A Longitudinal Study on the Effects of Aducanumab on Alzheimer’s Disease-Induced Brain Regional Atrophy and White Matter Hyperintensities

Abstract

Alzheimer's Disease (AD) is the leading cause of dementia among elderly individuals. Despite extensive research, the exact underlying causes of the syndrome remain unknown, hindering the development of effective medications to prevent or alleviate its progression. In 2021, Biogen introduced aducanumab, a human monoclonal antibody that targets and clears neuritic plaques (NP) consisting of abnormal protein aggregates formed by amyloid β (Aβ). NP are well-established biomarkers specific to AD that consistently correlate with synaptic dysfunction, neuroinflammation, and neuronal loss in affected areas. However, clinical trials demonstrated that aducanumab does not lead to significant cognitive benefits. Despite the ineffectiveness of aducanumab on cognitive performance, no studies have investigated whether the treatment positively affects other frequently studied AD biomarkers, such as brain atrophy and the development of white matter hyperintensities (WMHs) associated with white matter (WM) damage. Examining the impact of the treatment on these structural AD features could provide insight into the role of NP and shed light on the extent of the effects resulting from their removal.

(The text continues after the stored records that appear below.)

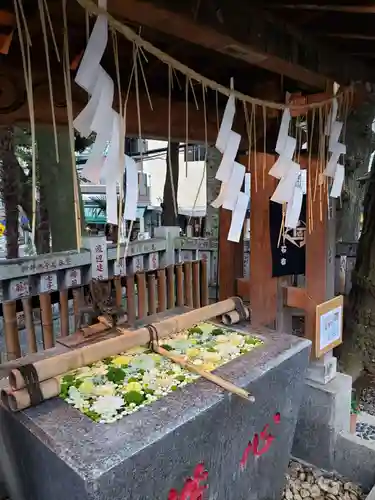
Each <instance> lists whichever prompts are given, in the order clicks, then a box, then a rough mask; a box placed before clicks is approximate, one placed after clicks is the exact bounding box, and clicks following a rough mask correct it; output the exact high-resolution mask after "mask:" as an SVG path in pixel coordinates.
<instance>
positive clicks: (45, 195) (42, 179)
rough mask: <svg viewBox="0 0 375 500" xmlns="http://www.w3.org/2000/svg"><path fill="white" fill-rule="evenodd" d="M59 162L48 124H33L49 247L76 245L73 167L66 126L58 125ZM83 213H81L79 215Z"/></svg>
mask: <svg viewBox="0 0 375 500" xmlns="http://www.w3.org/2000/svg"><path fill="white" fill-rule="evenodd" d="M58 140H59V155H60V162H59V163H57V162H56V157H55V148H54V142H53V141H54V139H53V130H52V127H51V126H43V125H39V126H38V127H37V143H38V166H39V175H40V181H41V182H40V189H41V193H43V198H45V201H46V204H45V207H46V209H47V211H48V216H49V225H50V230H51V236H52V251H53V252H60V251H64V250H73V249H76V248H77V239H76V228H75V224H76V221H75V209H74V195H73V179H74V177H73V175H74V174H73V170H72V164H71V163H72V158H71V152H70V146H69V136H68V129H67V127H64V128H62V127H61V128H59V129H58ZM83 217H84V214H83V213H82V214H81V218H82V219H83Z"/></svg>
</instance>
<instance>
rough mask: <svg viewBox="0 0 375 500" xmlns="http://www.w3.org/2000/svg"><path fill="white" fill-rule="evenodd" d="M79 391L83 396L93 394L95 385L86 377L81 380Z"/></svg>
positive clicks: (88, 378) (87, 395) (93, 392)
mask: <svg viewBox="0 0 375 500" xmlns="http://www.w3.org/2000/svg"><path fill="white" fill-rule="evenodd" d="M78 390H79V392H80V393H81V394H84V395H85V396H89V395H90V394H93V393H94V391H95V386H94V384H93V383H92V381H91V380H90V379H89V378H87V379H86V380H84V381H83V382H82V384H81V385H80V386H79V389H78Z"/></svg>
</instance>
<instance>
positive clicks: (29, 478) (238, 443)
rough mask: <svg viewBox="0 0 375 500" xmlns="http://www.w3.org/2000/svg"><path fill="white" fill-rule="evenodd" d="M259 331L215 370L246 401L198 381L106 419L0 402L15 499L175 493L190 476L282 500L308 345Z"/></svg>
mask: <svg viewBox="0 0 375 500" xmlns="http://www.w3.org/2000/svg"><path fill="white" fill-rule="evenodd" d="M250 333H251V331H250ZM262 338H263V340H264V345H263V346H260V347H259V348H256V349H254V350H253V351H252V352H251V353H249V354H247V355H243V356H241V357H240V358H237V359H235V360H233V361H232V362H230V363H228V364H227V365H225V366H222V367H221V368H219V369H218V370H217V371H216V372H217V374H218V375H221V376H223V377H224V378H226V379H228V380H230V381H231V382H233V383H235V384H237V385H238V386H240V387H243V388H246V389H247V390H249V391H250V392H251V393H252V394H253V395H254V397H255V403H253V404H252V403H249V402H247V401H245V400H242V399H240V398H238V397H237V396H234V395H231V394H228V393H227V392H224V391H223V390H221V389H220V388H219V387H216V386H215V385H213V384H211V383H210V382H208V381H206V380H202V379H200V380H198V381H197V382H196V383H194V384H190V385H188V386H186V387H184V388H183V389H181V390H177V391H175V392H173V393H172V394H170V395H168V396H167V397H165V398H164V399H161V400H159V401H157V402H155V403H154V404H153V405H152V406H149V407H146V408H143V409H142V410H140V411H139V412H137V413H135V414H133V415H130V416H127V417H126V418H124V419H123V420H120V421H118V422H116V423H114V424H111V425H105V424H97V423H94V422H92V421H91V420H89V419H88V418H87V417H85V416H84V415H83V414H81V413H79V412H78V411H77V410H75V409H74V408H72V407H71V406H69V405H68V404H66V403H65V402H64V401H62V400H60V399H58V398H55V399H53V400H50V401H47V402H45V403H43V404H41V405H39V406H38V407H36V408H31V409H28V410H26V411H24V412H20V413H17V414H12V413H9V412H8V411H6V410H4V409H3V408H1V409H0V419H1V420H0V421H1V422H2V424H3V425H2V433H3V434H5V435H7V436H8V439H7V441H6V445H7V446H6V448H5V449H2V450H1V453H8V455H9V457H14V460H13V464H12V465H13V470H14V471H15V472H16V474H17V476H18V484H21V485H22V487H23V492H24V493H23V494H24V498H21V497H20V496H18V497H17V498H15V500H51V499H52V498H53V499H54V500H67V499H69V500H109V499H110V500H125V499H129V500H130V499H131V500H146V499H155V500H167V499H168V498H176V499H177V498H181V497H180V494H181V491H182V489H183V488H184V485H185V487H186V486H189V484H190V487H191V486H192V482H191V480H190V483H189V478H191V477H193V478H194V479H195V481H194V484H195V488H198V489H199V490H197V489H195V491H201V492H202V498H207V499H208V498H210V499H217V500H224V499H225V500H279V499H280V498H281V492H282V489H283V486H284V481H285V478H284V474H285V472H286V469H287V465H288V461H289V458H290V451H291V447H292V441H293V436H294V431H295V426H296V422H297V416H298V410H299V406H300V401H301V396H302V392H303V391H304V390H305V388H304V378H305V374H306V368H307V364H308V359H309V350H310V343H309V341H307V340H305V339H298V338H296V337H292V336H289V335H283V334H278V333H274V332H269V333H267V334H266V335H265V336H264V337H262ZM200 464H201V465H200ZM204 470H206V471H207V474H206V473H203V471H204ZM206 484H207V485H208V489H207V491H206V490H204V485H206ZM173 490H175V492H174V496H171V495H172V494H173ZM10 494H11V492H10ZM190 498H192V497H190Z"/></svg>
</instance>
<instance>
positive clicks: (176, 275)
mask: <svg viewBox="0 0 375 500" xmlns="http://www.w3.org/2000/svg"><path fill="white" fill-rule="evenodd" d="M176 282H177V286H176V298H177V304H176V305H177V307H182V306H183V305H184V278H183V269H182V264H177V265H176Z"/></svg>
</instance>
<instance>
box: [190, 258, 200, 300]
mask: <svg viewBox="0 0 375 500" xmlns="http://www.w3.org/2000/svg"><path fill="white" fill-rule="evenodd" d="M192 265H193V306H194V307H195V309H198V308H199V307H200V306H201V293H200V292H201V291H200V279H199V278H200V262H199V260H195V261H194V262H193V264H192Z"/></svg>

In this study, we conducted a longitudinal investigation to explore the influence of aducanumab on AD-related atrophy in critical brain regions and the development of lobar WMHs. We compared the results from a group of aducanumab-treated AD (TAD) patients with those of normal AD (NAD) patients and individuals with mild cognitive impairment (MCI). Overall, our findings indicate that aducanumab does not mitigate regional atrophy. However, it effectively slows down the growth and spread of WMH volumes over a two-year treatment period. These results suggest that aducanumab may help limit WM damage, thereby mitigating the disrupted connectivity commonly observed in AD brains. This effect could potentially prevent the decline of cognitive abilities that heavily rely on intact WM, such as working memory. Our study concludes that combination therapy targeting multiple aspects of AD may be the most effective treatment.